Treatment of choice for esophageal SMT includes surgery (laparoscopic or open surgery) and endoscopic treatment (endoscopic submucosal excavation, endoscopic submucosal dissection, or STER). In recent years, the rapid development of endoscopic technology has brought us more diagnostic and therapeutic methods. STER and other endoscopic minimally invasive techniques definitely have some advantages when compare to the surgery. Since surgical resection causes larger wounds, longer time for recovery, higher costs and poorer quality of life. STER also acquires numerous advantages compared to other resection procedures, including perseverance of mucosal integrity, shorter hospital stay, decrease rick of perforation and infection (11-13). The goal standard of the surgery is to achieve a negative margin (R0) of the resected tumor.
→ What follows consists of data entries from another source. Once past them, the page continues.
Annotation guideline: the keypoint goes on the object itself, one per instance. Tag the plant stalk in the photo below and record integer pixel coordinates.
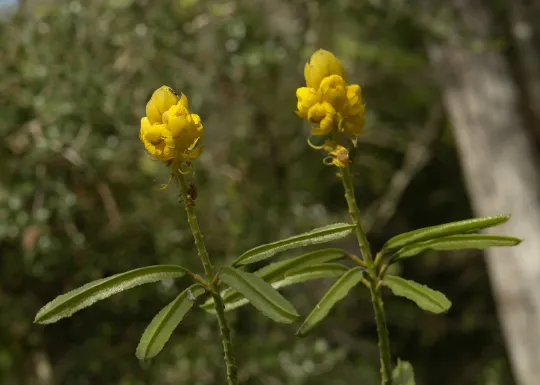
(355, 214)
(225, 332)
(376, 297)
(382, 332)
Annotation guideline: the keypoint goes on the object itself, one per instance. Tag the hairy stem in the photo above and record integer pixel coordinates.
(355, 214)
(211, 275)
(382, 332)
(376, 298)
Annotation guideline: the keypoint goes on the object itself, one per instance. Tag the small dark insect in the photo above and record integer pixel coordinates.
(192, 193)
(173, 91)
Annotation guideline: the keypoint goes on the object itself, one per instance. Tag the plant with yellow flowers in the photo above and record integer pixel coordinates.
(335, 111)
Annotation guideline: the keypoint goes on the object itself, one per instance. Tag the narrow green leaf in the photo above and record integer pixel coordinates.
(276, 271)
(323, 270)
(261, 295)
(316, 236)
(426, 298)
(443, 230)
(337, 292)
(308, 273)
(403, 374)
(162, 326)
(67, 304)
(457, 242)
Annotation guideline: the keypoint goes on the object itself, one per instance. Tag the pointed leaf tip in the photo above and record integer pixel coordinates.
(336, 293)
(260, 294)
(313, 237)
(66, 304)
(457, 242)
(165, 322)
(432, 232)
(427, 299)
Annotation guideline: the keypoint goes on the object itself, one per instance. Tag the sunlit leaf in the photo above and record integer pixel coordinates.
(337, 292)
(316, 236)
(67, 304)
(320, 271)
(260, 294)
(457, 242)
(276, 271)
(427, 233)
(426, 298)
(403, 374)
(162, 326)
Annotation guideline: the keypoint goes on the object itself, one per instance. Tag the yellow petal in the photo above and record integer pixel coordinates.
(162, 99)
(184, 102)
(153, 113)
(322, 64)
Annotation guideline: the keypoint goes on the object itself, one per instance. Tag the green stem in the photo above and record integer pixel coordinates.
(355, 214)
(211, 275)
(382, 332)
(376, 298)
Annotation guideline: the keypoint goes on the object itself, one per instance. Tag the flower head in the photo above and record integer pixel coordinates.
(153, 137)
(160, 101)
(322, 64)
(169, 132)
(338, 155)
(334, 90)
(353, 125)
(322, 115)
(307, 98)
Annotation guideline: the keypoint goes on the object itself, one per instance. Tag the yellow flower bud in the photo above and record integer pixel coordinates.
(323, 115)
(354, 125)
(162, 99)
(307, 97)
(334, 90)
(322, 64)
(153, 137)
(354, 104)
(186, 132)
(339, 155)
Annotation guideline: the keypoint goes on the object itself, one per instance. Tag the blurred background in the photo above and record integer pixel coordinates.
(453, 109)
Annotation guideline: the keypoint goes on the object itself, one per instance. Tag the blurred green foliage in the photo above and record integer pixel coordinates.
(79, 198)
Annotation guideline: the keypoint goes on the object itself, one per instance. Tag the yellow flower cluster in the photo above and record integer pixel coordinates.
(168, 131)
(328, 102)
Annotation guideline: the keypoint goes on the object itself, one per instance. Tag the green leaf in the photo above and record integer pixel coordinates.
(276, 271)
(403, 374)
(261, 295)
(67, 304)
(457, 242)
(337, 292)
(313, 237)
(323, 270)
(426, 298)
(162, 326)
(427, 233)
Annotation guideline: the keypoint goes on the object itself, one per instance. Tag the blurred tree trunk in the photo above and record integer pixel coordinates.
(500, 165)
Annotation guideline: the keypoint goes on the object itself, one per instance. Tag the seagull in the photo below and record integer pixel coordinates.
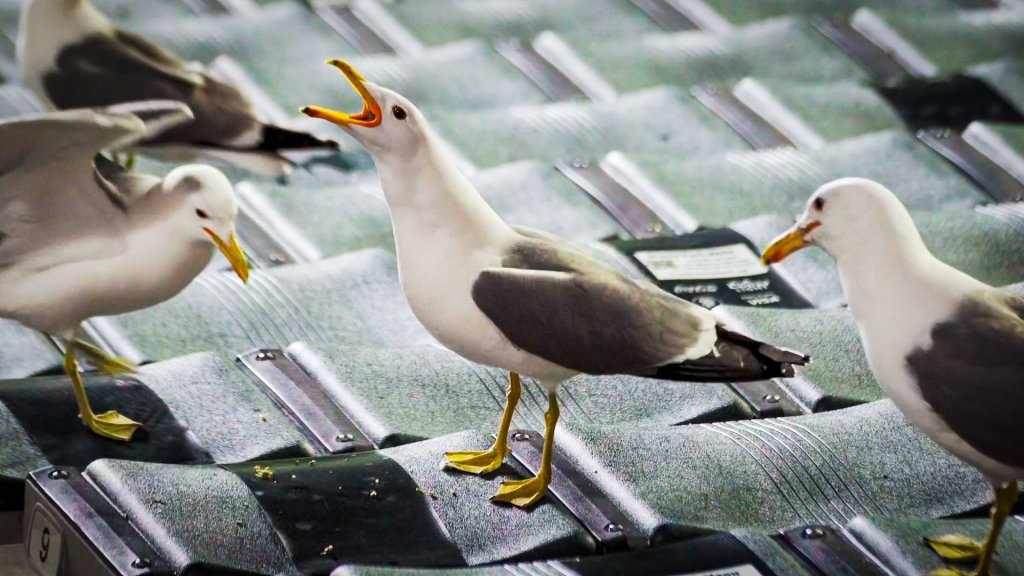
(946, 348)
(81, 237)
(73, 56)
(525, 300)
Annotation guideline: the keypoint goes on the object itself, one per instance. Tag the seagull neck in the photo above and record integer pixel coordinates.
(429, 196)
(167, 266)
(882, 275)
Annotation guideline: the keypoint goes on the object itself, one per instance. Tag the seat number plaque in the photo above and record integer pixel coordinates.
(44, 545)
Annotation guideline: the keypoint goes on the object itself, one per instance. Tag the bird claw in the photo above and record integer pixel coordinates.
(521, 493)
(113, 425)
(477, 463)
(955, 547)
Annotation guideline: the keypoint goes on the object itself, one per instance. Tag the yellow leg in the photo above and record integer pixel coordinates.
(109, 424)
(489, 460)
(102, 361)
(956, 547)
(525, 493)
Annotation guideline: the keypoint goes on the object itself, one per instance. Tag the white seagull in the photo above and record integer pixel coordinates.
(80, 237)
(73, 56)
(947, 348)
(521, 299)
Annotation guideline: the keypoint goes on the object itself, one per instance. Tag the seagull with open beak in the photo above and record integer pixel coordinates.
(80, 237)
(946, 348)
(524, 300)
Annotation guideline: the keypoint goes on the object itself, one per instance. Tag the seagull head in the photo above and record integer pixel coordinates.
(847, 217)
(208, 209)
(388, 124)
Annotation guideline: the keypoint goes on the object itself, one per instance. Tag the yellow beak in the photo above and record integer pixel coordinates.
(791, 241)
(371, 115)
(232, 251)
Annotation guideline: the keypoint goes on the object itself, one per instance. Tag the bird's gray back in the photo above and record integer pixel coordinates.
(582, 315)
(973, 374)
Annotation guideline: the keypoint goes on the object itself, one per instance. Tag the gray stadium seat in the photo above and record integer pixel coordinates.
(739, 12)
(659, 120)
(950, 42)
(349, 215)
(402, 395)
(467, 74)
(782, 48)
(723, 189)
(354, 299)
(17, 100)
(822, 469)
(437, 22)
(25, 353)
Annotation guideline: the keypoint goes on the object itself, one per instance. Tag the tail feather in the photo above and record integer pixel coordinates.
(275, 138)
(736, 359)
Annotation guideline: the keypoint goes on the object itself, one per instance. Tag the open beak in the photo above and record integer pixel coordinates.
(371, 115)
(791, 241)
(232, 251)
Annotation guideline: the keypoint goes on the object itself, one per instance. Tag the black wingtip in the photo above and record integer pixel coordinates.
(276, 138)
(738, 359)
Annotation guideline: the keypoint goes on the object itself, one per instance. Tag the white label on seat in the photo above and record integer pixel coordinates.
(44, 545)
(744, 570)
(734, 260)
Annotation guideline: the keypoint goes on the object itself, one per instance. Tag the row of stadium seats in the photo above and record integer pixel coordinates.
(297, 424)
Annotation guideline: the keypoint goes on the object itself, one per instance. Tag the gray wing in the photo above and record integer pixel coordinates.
(973, 375)
(53, 207)
(557, 302)
(105, 70)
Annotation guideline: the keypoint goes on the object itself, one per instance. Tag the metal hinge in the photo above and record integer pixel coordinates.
(829, 551)
(879, 63)
(619, 188)
(553, 82)
(768, 399)
(985, 172)
(222, 6)
(579, 494)
(304, 401)
(100, 526)
(751, 126)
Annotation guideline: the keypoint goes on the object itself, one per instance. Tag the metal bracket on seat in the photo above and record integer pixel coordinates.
(829, 551)
(624, 200)
(879, 63)
(222, 6)
(768, 399)
(305, 402)
(986, 172)
(579, 494)
(95, 538)
(749, 124)
(666, 14)
(553, 82)
(353, 28)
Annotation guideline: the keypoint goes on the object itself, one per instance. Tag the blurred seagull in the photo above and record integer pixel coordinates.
(73, 56)
(948, 350)
(80, 237)
(521, 299)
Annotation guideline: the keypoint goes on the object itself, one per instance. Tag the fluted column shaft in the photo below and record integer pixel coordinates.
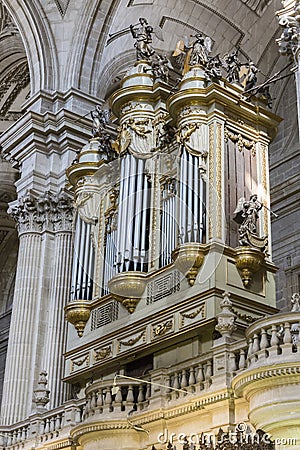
(37, 333)
(56, 330)
(19, 374)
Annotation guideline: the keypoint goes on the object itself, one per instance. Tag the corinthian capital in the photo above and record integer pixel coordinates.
(289, 20)
(47, 212)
Finally, esophageal GT treatment should be carefully planned as it has a potential malignant behavior. The choice of STER was preferred by the team after a discussion with multidisciplinary team and according to the patient’s best interest. The procedure was performed by an endoscopist expertise (R Shi), who has already experienced more than 300 cases of STER for SMT lesions in esophagus and stomach. In our case, we achieved an en-bloc resection with negative margin and no massive bleeding observed perioperative. During hospitalization, the patient showed no discomfort. 1 year of follow-up, the patient remains healthy without any recurrence of the disease.

Conclusions

Preoperative diagnosis of esophageal GT is a difficult diagnosis due to its rarity and non-specific clinical symptoms. Immunohistochemistry is the gold standard for the diagnosis and differential diagnosis. Since the tumor is rare, there is no proper guideline in staging, treating and follow-up. The best treatment of choice is still depending on the surgeon experience and knowledge. In this case, STER was performed and postoperative pathology confirmed negative margins. Although most GI GT are clinically benign, there has been a case reported a patient with a large GT developed liver metastasis and died. Therefore, more studies about the esophageal GT and relatively long-term follow-up should be carried out.

Acknowledgments

None.

Informed Consent: Written informed consent was obtained from the patient for publication of this manuscript and any accompanying images.

Footnotes

Conflicts of Interest: The authors have no conflicts of interest to declare.